Hap Halloran, a B-29 Navigator and Japanese POW, gives readers the focus
of the book when he said, "There are many unanswered questions about the fate of this crew and other crews but in remembering
we can be proud of who they were, what they did, what they stood for, and what they were a part of." These
are the four chapters of "Z Square 7, A B-29 True Story" that tell the story of these true American heroes.

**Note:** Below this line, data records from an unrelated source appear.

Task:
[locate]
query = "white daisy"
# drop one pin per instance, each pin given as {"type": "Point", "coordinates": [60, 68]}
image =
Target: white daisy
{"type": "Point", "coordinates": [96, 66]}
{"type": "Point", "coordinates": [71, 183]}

"Who They Were" identifies the crew and their families. Readers will understand
the sacrifice and hardship of the families on the loss of their husband, father, son, brother or close relative. Some
of the crew members interrupted their college education to enlist in the Army Air Corps. One crew member was exempt from military
service because he was an only child but he begged his parents to sign for him to enlist. Each one enlisted because
"going to war was something they felt they had to do."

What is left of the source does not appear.